Skills Guide

Teaching: Expanding Opportunities by Projecting Your Strengths

Expanding Opportunities by Projecting Your Strengths

Why This Skill Matters

Students who can identify and project their strengths are better positioned to create opportunities for themselves. When this skill is underdeveloped, strengths often remain unseen, and students may underestimate their potential. Teaching students how to show strengths through actions builds confidence, agency, and resilience by reinforcing the belief that effort and character open doors.

Student Challenges This Skill Helps Address

  • Low confidence
  • Missed opportunities
  • Difficulty advocating for self

How WhyTry Builds This Skill

WhyTry builds this skill through Positive Self-Image, where students learn to define themselves by actions rather than labels. This is reinforced in Future Ready Vision & Self-Efficacy, which helps students connect strengths to future goals and opportunities.
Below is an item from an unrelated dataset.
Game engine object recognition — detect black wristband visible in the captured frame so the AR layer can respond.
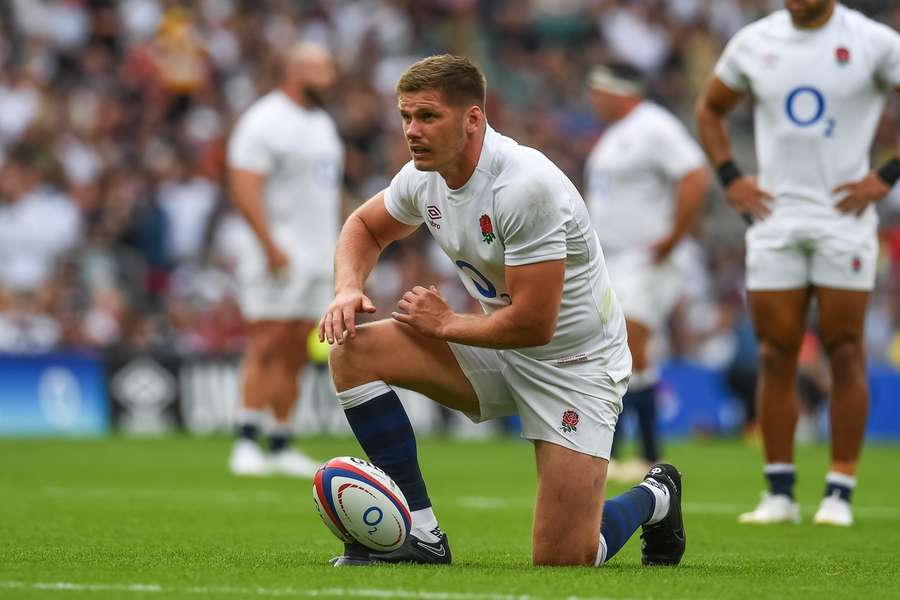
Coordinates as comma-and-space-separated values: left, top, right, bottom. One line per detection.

Facilitators guide students to practice demonstrating strengths through behavior, effort, and perseverance.

Positive Self-Image

(“Labels”)
In Positive Self-Image, students learn to define themselves through strengths, effort, and actions rather than labels or past mistakes. Facilitators help students reflect on how the way they carry themselves, speak, and behave communicates strengths to others. Processing focuses on building confidence and helping students recognize that projecting strengths opens doors to trust, leadership, and opportunity.

Future Ready Vision & Self-Efficacy

(“The Wall”)
Future Ready Vision & Self-Efficacy reinforces this skill by helping students connect strengths to future goals. Facilitators guide students to see how consistently demonstrating strengths—such as effort, responsibility, and perseverance—creates new opportunities over time. Processing emphasizes agency and belief in one’s ability to influence outcomes through intentional action.